Pascale Monté-Papée showcases a series of diverse historic, cultural and religious portraits from India and Burma, in an all-new exhibition titled ‘Soul of Asia’.
A world traveler and esteemed artist, Pascale Monté-Papée is an avid photographer who’s seen and captured a great deal of the world. Having lived in China, Senegal and Saudi Arabia, the Singapore-based shutterbug graces the lion city republic’s shores once again with an all-new exhibition, entitled ‘Soul of Asia’.
Seeking to uncover the mysteries of each intimate, unconscious and emotional encounter, Pascale Monté-Papée showcases a series of diverse historic, cultural and religious portraits from India and Burma. Through depicting “authentic and lively places”, Pascale’s subjects are a matter of fate.

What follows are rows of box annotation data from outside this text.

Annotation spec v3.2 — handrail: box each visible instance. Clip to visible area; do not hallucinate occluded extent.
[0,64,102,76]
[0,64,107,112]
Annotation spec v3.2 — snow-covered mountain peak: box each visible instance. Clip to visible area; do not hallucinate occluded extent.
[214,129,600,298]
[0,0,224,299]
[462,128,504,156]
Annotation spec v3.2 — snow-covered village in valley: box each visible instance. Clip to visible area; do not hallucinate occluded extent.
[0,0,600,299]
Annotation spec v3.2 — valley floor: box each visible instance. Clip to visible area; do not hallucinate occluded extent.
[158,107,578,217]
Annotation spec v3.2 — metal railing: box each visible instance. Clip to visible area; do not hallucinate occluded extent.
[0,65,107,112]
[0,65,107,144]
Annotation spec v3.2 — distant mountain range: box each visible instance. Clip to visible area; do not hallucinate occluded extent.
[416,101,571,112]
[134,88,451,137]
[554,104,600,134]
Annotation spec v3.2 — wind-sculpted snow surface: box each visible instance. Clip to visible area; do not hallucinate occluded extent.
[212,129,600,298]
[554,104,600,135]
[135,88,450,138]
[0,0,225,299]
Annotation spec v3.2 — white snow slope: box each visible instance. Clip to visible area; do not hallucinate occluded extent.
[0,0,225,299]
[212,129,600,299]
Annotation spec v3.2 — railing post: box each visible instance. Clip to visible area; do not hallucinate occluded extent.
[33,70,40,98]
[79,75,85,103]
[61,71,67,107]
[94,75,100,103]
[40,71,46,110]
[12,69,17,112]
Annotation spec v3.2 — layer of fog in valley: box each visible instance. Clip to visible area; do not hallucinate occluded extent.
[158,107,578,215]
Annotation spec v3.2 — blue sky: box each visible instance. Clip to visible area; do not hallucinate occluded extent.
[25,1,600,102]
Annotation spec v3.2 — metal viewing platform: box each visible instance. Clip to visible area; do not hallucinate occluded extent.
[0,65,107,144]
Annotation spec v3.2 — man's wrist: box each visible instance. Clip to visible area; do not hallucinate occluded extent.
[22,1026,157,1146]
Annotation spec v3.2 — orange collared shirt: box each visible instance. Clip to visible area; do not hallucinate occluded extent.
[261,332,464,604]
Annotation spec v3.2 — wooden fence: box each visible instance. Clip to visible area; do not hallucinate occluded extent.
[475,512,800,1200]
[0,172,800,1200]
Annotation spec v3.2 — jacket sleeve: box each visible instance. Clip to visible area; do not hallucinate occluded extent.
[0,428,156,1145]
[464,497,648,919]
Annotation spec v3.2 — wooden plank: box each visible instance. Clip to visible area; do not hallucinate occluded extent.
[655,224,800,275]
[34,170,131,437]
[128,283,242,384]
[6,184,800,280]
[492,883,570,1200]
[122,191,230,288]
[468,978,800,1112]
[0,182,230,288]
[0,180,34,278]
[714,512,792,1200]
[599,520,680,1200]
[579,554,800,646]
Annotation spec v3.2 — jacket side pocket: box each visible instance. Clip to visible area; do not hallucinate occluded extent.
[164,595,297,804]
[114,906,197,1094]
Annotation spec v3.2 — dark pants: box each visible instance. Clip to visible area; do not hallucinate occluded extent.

What is the meaning of « Soul of Asia » the title of your next exhibition?
“Soul of Asia” is an imaginary name for me. The largest continent on earth, which includes countries such as China, India, Japan, Burma, and the countries of the Middle East. These countries are extremely different in their history, culture, religion and their diversity. By daring to speak of the soul of Asia and starting with India and Burma, I plan to give them a very special place. As a photographer, beyond what is palpable in a photo, what I seek to reveal in a portrait, in a look, is this part of the invisible, of the mystery which come from the intimate, from the unconscious, the emotions, and the chemistry of an encounter.
Even, if I have a preference for black and white, for “Soul of Asia” with regards to India and Burma, I wonder how it would have been possible to testify of these profusions of colours and lights …. Without colour ! In India, they are bright and luminous: saris, turbans, house walls, spices, tuk-tuks and even the horns of sacred cows. Without counting all the symbolism of colours. For example, a woman in Rajasthan who wears a yellow sari is the symbol of the renewal and the birth of an heir. Yellow is also the colour of divine light. In a different style, Burma is a country of a thousand colours with its five hundred thousand monks dressed in their garnet or saffron robe, the nuns dressed in gold and pink, the transparent and blue waters of Inle Lake, the rice fields, the ethnic groups each with their colourful traditional costume, the betel red smiles and the famous beauty secrets of Thanaka.
How do you choose your characters?
I do not have a pre-established program, I am just looking for authentic and lively places, where we meet the inhabitants: atmospheres of markets or stations, places for walks in the countryside with the activity of the villagers. I work a lot with intuition, crush, in the snapshot. I like to be surprised by the beauty of a look, the emotion of a smile, an expression, a moment of complicity.